Silêncio foi a única resposta do cãozinho cinza. A mente estava bagunçada, repleta de pensamentos retrucando a ideia de outros. Apresentavam diversos argumentos diferentes, estando difícil de se concentrar e achar uma opção para escolher. E o fato de que podia sentir o cheiro da comida cada vez mais perto de estar pronta também não ajudava. Fazia-o perder a concentração e pensar com o estômago ao invés da cabeça. Podia até sentir e ouvir ele se revirando, clamando por comida e restaurar as forças perdidas. Se fosse apenas por aquele ele motivo, ah, sim, ele queria aceitar. E muito.

— Eu... Posso comer e pensar um pouco? — Desviou o olhar, e finalmente se sentou na grama. — Sobre ficar com você como seu Pokémon você, quero dizer.

— Claro, ué — respondeu franzindo o cenho, como se aquilo fosse algo completamente óbvio e não houvesse a necessidade da pergunta. — Só espera um pouco, uhm...?

— Linus — murmurou. O bom daquela situação, ao menos, era tem um nome do qual poderia ser chamado.

Alex meneou a cabeça, em sinal de concordância.

— Ah, sim. Bom, então só espera um pouquinho, Linus, que a Chiyo está, uh, fazendo o almoço ainda.

Ao término da frase, ele olhou para um canto, resmungando sobre querer ajudar ao invés de deixá-la fazer tudo por ele. Isso fez com que Linus erguesse as sobrancelhas, embora aquele não fosse o foco de sua atenção.

O que realmente estava preocupado em pensar era no agora. Porque os momentos seguintes pareceram um pouco surreais para o lobo cinza. No começo, ficara no lugar, o grupo todo ouvindo apenas o crepitar do fogo e alguns poucos sons emitidos por Chiyo e Natsuhi. Depois, Margareth pareceu entediada e começou uma conversa qualquer com Alex, e, em algum momento, arrastou Linus para ela. Apesar de suas claras respostas secas e curtas — indicio claro de que preferia ficar calado em seu canto —, continuaram a tentar puxá-lo para algum assunto. Perguntaram sobre o motivo de estar ali e com fome, e aquele foi um dos momentos que a tensão sobrepôs o aborrecimento.

Linus não iria contar o motivo de estar ali. Simplesmente não podia dizer os meios que usara para parar numa floresta e correr o risco de Alex o olhar estranho. Talvez ele nem oferecesse mais a proposta de o cão o acompanhar, e aí Linus faria o que? Morreria de fome? Muito provavelmente.

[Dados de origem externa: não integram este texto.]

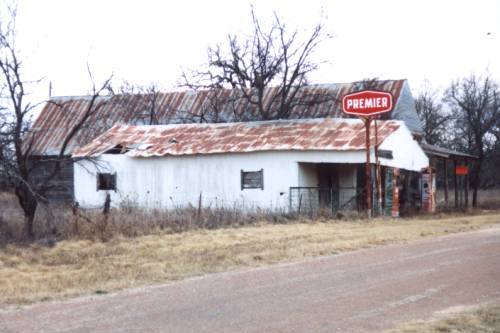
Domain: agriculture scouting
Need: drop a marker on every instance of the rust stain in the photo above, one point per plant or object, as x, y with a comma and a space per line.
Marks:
188, 139
60, 115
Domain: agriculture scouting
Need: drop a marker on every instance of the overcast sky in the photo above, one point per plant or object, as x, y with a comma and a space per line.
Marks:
152, 41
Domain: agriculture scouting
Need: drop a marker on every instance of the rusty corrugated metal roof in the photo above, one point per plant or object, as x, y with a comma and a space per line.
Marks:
324, 134
60, 115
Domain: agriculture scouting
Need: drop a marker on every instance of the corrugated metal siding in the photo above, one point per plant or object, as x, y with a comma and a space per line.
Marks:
60, 115
188, 139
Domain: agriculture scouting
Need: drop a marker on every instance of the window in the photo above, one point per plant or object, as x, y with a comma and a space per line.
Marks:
252, 179
385, 154
106, 181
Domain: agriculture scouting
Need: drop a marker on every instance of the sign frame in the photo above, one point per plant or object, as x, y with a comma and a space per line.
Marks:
376, 110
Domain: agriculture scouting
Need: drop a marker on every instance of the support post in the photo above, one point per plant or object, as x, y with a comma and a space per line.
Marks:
378, 178
368, 170
446, 182
455, 182
466, 186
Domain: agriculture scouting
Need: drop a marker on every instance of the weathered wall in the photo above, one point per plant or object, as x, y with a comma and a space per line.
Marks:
62, 185
174, 181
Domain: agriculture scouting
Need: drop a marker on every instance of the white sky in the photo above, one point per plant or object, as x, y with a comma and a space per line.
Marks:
152, 41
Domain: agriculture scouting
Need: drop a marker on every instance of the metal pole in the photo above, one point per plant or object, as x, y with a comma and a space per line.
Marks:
368, 170
378, 177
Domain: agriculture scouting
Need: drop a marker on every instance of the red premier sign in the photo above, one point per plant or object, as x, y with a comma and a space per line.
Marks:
367, 103
461, 170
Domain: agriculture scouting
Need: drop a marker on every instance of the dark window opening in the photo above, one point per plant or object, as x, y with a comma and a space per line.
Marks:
252, 179
106, 181
385, 154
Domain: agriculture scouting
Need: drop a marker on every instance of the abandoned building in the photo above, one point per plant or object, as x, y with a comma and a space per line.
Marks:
301, 164
61, 114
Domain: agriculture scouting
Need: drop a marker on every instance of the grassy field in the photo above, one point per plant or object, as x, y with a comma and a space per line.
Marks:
483, 320
77, 267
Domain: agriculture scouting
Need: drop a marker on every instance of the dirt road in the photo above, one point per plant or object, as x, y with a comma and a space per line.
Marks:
363, 291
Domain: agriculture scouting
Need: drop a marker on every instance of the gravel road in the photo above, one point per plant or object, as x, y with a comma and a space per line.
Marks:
363, 291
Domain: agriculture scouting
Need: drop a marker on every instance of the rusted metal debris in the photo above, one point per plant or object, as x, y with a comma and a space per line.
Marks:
188, 139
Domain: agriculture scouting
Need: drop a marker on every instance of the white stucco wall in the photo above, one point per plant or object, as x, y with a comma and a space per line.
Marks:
176, 181
406, 152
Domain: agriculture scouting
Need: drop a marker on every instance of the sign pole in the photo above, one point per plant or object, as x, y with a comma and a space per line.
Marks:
368, 170
366, 104
378, 175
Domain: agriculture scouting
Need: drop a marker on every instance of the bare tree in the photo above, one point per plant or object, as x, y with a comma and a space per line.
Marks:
17, 163
475, 106
431, 113
271, 57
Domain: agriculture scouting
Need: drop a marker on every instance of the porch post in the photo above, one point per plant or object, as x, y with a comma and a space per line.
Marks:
446, 181
455, 182
466, 180
368, 170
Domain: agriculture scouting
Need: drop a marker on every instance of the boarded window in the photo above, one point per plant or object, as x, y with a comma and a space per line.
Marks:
106, 181
385, 154
252, 179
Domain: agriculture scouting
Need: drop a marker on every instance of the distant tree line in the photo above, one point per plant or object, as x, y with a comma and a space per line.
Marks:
467, 119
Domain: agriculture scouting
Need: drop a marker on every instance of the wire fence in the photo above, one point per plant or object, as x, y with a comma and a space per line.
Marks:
314, 201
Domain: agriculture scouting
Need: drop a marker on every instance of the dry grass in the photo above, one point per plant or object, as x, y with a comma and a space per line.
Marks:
75, 267
483, 320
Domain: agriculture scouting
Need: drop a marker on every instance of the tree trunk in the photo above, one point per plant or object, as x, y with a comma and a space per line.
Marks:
476, 178
28, 203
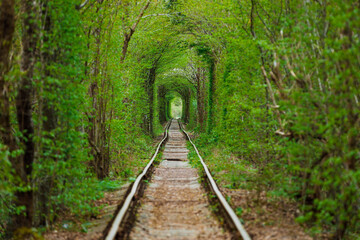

Por isso, o lobinho cinzento deu uma resposta vaga sobre a vida na floresta ser difícil. Alex e Margareth pareceram tremendamente surpresos com o fato, e quiseram saber mais sobre o assunto, a fim de comparar as diferenças dentre ambas as vidas.

Isso não deu muito certo para o canídeo, como era de se esperar. Ele era melhor ouvinte do que falante, principalmente quando a timidez misturada à desconfiança se fazia presentes. Afinal, era pessoa que acabara de machucar e que acabaram de machucá-lo. Como poderia ele agir normalmente quando os efeitos desses momentos ainda estavam vivos em sua mente?

Foi praticamente um alívio quando Chiyo finalmente anunciou o almoço, tanto pela comida em si quanto pela conversa ser interrompida. Em pouco tempo, a refeição foi praticamente limpada do pote dado, arrancando um olhar curioso de Chiyo. Trocou algumas poucas palavras com Alex sobre a situação, e no fim, trouxe um segundo pote de comida a ele e um de água, o que Linus teve dificuldades em agradecer. Depois disso, desapareceu em direção ao rio com a camisa ensanguentada, deixando-os a mercê do silêncio novamente.

Dessa vez, Linus fez questão de demorar em sua comida. Agora que a barriga não clamava pela comida e não trazia o desconforto irritante para tal tarefa, podia pensar com mais coerência e decidir melhor o que faria.

Mas essa era uma tarefa difícil de ser cumprida. A dúvida ainda parecia grande, a desconfiança e o receio, ainda maiores. Impediram-no de dar a resposta até que terminou a comida, novamente sem deixar nenhum resquício que fosse de que havia alguma coisa ali.

— Certo, eu vou com vocês. Por enquanto. — Adicionou rapidamente. — Mas com algumas condições.

Um sorriso de animação se abriu no rosto de Alex, assim como em Margareth, ambos assentindo desajeitadamente. Isso fez com que com que o Poochyena hesitasse por um momento, confuso. Estaria Alex tão feliz assim?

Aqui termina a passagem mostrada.